Dynamic Longest Common Substring in Polylogarithmic Time

TL;DR

This paper presents a new algorithm for the dynamic longest common substring problem that achieves polylogarithmic update time, significantly improving over previous solutions, and establishes lower bounds for related data structures.

Contribution

The authors develop an exponentially faster algorithm with amortized O(log^7 n) update time for dynamic LCS, and prove lower bounds for data structure update times.

Findings

New algorithm processes each edit in amortized O(log^7 n) time with high probability.

Established lower bounds of Ω(log n / log log n) for update time of dynamic LCS data structures.
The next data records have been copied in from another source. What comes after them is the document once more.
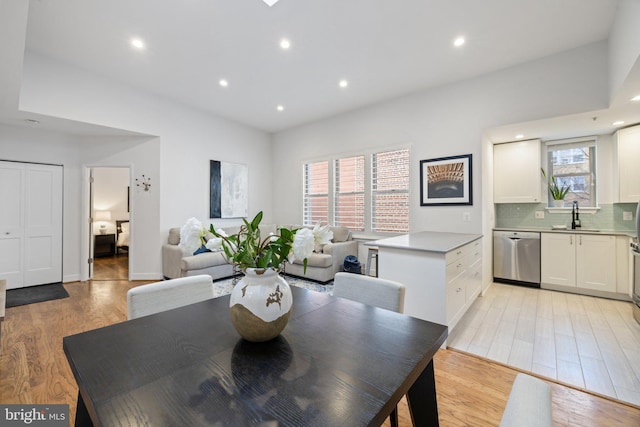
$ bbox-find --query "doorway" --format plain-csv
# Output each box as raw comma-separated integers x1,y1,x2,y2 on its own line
90,167,130,281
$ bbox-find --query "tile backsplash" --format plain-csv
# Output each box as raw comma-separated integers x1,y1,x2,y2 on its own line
495,203,638,234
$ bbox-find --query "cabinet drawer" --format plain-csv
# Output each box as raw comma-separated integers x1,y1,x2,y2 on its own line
466,261,482,302
446,257,467,282
446,275,466,323
446,245,467,265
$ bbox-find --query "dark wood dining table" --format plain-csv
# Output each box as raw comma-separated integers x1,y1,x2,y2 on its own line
64,286,447,426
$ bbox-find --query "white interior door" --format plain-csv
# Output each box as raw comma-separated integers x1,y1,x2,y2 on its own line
0,162,25,288
0,161,63,289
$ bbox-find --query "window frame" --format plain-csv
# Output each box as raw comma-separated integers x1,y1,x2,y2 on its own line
545,137,597,208
301,145,411,235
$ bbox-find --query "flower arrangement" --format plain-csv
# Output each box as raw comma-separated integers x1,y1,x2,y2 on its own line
206,211,332,273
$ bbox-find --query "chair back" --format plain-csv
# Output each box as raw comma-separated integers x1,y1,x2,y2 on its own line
332,272,405,313
127,274,214,319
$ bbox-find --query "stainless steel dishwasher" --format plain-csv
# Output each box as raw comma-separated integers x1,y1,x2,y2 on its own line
493,230,541,287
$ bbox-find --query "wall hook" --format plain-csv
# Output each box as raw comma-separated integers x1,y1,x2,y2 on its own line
136,174,151,192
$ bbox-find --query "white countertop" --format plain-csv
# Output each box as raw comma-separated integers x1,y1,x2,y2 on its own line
368,231,483,253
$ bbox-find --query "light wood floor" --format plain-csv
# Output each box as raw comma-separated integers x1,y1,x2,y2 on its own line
1,280,639,426
448,282,640,408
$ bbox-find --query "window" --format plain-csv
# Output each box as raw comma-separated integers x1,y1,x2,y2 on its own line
372,149,409,233
302,161,329,225
302,147,410,234
546,138,596,207
334,155,365,230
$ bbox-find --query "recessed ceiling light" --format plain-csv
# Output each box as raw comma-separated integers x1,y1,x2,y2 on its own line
339,80,348,88
277,105,284,112
453,36,465,47
263,0,279,6
280,39,291,50
631,95,640,102
131,38,145,49
219,79,228,87
515,134,524,139
613,120,625,126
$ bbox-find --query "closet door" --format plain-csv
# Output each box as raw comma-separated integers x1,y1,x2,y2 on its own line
0,161,62,289
0,162,24,288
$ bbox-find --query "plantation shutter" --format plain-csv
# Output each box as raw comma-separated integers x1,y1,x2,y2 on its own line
302,161,329,226
334,155,365,231
372,148,410,233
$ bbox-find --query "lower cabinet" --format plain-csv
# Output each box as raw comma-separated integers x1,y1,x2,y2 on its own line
445,238,483,326
541,233,617,293
377,236,483,332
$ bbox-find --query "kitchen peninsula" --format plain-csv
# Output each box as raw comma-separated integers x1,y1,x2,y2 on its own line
370,231,483,331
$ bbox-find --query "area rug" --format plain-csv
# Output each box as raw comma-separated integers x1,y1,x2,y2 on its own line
5,282,70,308
212,275,333,298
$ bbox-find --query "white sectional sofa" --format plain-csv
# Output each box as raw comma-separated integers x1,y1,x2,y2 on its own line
161,224,358,283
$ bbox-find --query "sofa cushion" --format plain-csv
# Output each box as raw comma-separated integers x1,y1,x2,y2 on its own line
292,252,332,268
168,228,181,245
331,226,350,242
181,252,228,270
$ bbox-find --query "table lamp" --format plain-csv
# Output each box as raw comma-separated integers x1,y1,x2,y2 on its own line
95,210,112,234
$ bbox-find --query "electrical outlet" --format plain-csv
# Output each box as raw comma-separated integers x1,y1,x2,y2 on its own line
463,212,471,222
535,211,544,219
623,211,633,221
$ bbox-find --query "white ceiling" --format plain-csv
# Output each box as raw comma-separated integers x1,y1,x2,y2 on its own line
18,0,634,135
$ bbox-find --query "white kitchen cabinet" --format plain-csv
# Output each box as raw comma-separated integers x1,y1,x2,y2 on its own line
374,233,483,332
614,124,640,203
576,234,616,292
541,233,576,287
494,139,542,203
541,232,616,293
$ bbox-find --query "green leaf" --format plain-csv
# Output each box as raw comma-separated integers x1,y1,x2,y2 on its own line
250,211,263,231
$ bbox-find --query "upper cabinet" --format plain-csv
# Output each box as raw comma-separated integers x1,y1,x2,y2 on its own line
494,139,542,203
614,124,640,203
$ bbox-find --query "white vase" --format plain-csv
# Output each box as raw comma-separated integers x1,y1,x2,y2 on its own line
553,199,565,208
229,268,292,342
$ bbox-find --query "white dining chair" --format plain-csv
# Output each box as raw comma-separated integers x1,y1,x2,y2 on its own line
332,272,406,427
127,274,215,320
332,272,405,313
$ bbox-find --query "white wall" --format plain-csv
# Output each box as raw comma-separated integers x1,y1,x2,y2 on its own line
273,42,609,233
92,167,130,235
10,52,273,281
608,0,640,100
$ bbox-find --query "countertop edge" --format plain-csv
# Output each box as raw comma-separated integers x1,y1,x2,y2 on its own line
368,232,483,253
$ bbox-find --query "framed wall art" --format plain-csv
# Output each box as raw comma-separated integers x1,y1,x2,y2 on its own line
210,160,249,218
420,154,472,206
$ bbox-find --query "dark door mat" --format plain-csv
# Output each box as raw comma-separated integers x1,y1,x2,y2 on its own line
5,282,69,308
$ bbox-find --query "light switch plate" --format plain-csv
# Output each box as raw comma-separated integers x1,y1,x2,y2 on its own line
535,211,544,219
463,212,471,222
623,211,633,221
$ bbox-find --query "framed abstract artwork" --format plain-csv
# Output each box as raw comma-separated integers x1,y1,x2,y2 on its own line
420,154,472,206
210,160,249,218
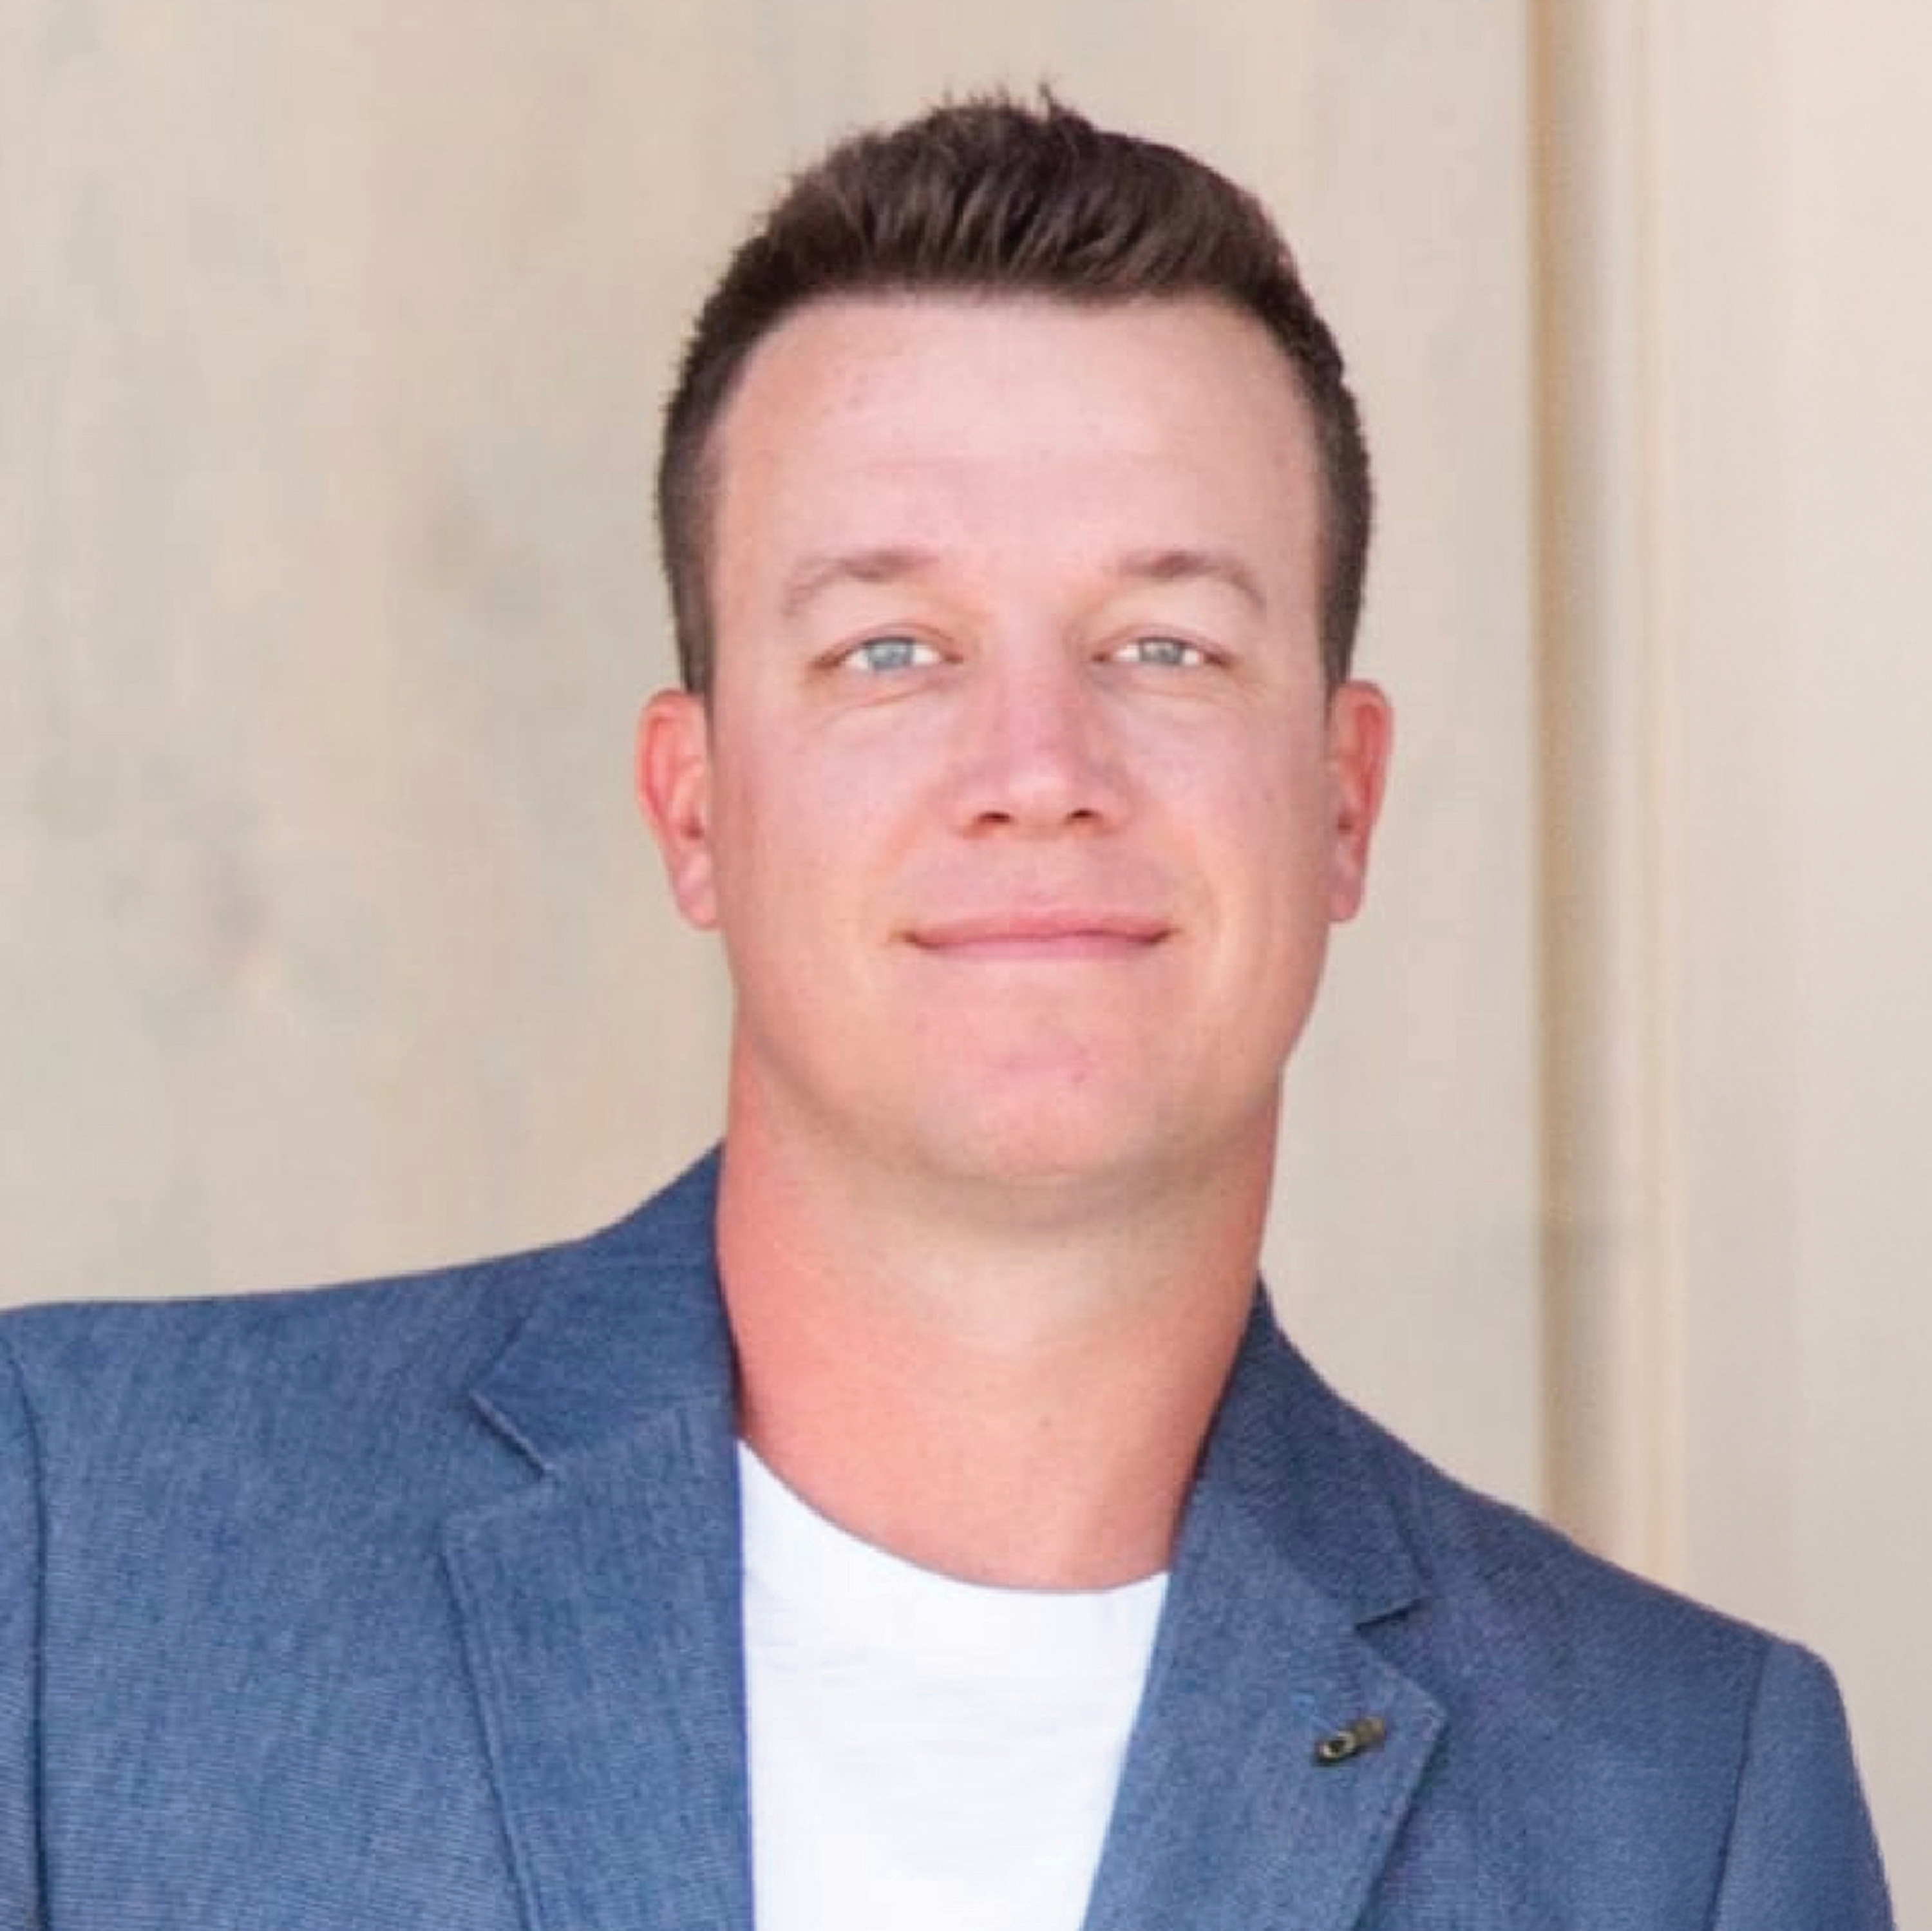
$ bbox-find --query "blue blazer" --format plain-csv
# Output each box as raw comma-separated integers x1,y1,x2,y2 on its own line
1,1154,1890,1927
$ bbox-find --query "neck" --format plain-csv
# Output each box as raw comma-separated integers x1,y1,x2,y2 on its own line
713,1107,1274,1591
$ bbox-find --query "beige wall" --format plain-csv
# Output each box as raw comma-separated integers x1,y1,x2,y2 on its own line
2,0,1924,1912
1538,2,1932,1907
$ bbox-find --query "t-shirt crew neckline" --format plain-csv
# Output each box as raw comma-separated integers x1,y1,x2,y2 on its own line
735,1438,1170,1672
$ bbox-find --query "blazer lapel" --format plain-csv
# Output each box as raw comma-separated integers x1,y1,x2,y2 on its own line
441,1156,755,1931
1082,1305,1446,1931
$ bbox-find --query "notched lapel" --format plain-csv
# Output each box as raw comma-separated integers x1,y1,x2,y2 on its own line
435,1153,748,1929
1081,1499,1443,1931
443,1398,753,1931
1081,1305,1446,1931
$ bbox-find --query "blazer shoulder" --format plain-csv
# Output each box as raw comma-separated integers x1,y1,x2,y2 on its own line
0,1148,722,1407
4,1230,551,1412
0,1150,722,1504
1313,1381,1889,1917
1345,1393,1880,1843
1364,1396,1778,1679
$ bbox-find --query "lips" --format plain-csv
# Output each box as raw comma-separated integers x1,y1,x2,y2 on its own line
905,909,1171,959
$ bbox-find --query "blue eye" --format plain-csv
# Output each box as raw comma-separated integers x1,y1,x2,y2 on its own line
843,636,939,672
1113,636,1208,669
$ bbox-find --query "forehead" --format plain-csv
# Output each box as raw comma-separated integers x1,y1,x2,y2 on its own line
707,293,1324,618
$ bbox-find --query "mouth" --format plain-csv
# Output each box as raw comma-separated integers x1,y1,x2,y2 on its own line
905,911,1172,961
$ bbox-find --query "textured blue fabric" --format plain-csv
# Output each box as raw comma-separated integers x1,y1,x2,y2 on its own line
0,1150,1892,1928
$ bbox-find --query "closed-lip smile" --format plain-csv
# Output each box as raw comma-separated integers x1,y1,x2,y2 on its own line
905,910,1172,959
Extended existing reductions to prove lower bounds even with randomization and amortization.

Abstract

The longest common substring problem consists in finding a longest string that appears as a (contiguous) substring of two input strings. We consider the dynamic variant of this problem, in which we are to maintain two dynamic strings $S$ and $T$, each of length at most $n$, that undergo edit operations, i.e., substitutions, insertions, and deletions of letters, in order to be able to return a longest common substring after each edit. Amir, Charalampopoulos, Pissis, and Radoszewski [Algorithmica 2020] presented a solution for this problem that requires $\tilde{\mathcal{O}}(n^{2/3})$ time per update. This brought the challenge of determining whether there exists a solution with polylogarithmic update time or we should expect a polynomial (conditional) lower bound. We answer this question by designing an exponentially faster algorithm that processes each edit operation in amortized $O(\log^7 n)$ time with high probability. Our solution relies on exploiting the local consistency of the parsing of a collection of dynamic strings due to Gawrychowski, Karczmarz, Kociumaka, L\k{a}cki, and Sankowski [SODA 2018], and on maintaining two dynamic trees with labeled bicolored leaves. We complement our solution with a lower bound of $\Omega(\log n/ \log\log n)$ for the update time of any polynomial-size data structure that maintains an LCS of two dynamic strings, and the same lower bound for the update time of any $\tilde{\mathcal{O}}(n)$-size data structure that maintains the LCS of a static and a dynamic string. Both lower bounds hold even allowing amortization and randomization. This requires extending P\u{a}tra\c{s}cu's reduction from the lopsided set disjointness problem to the butterfly reachability problem [SICOMP 2011].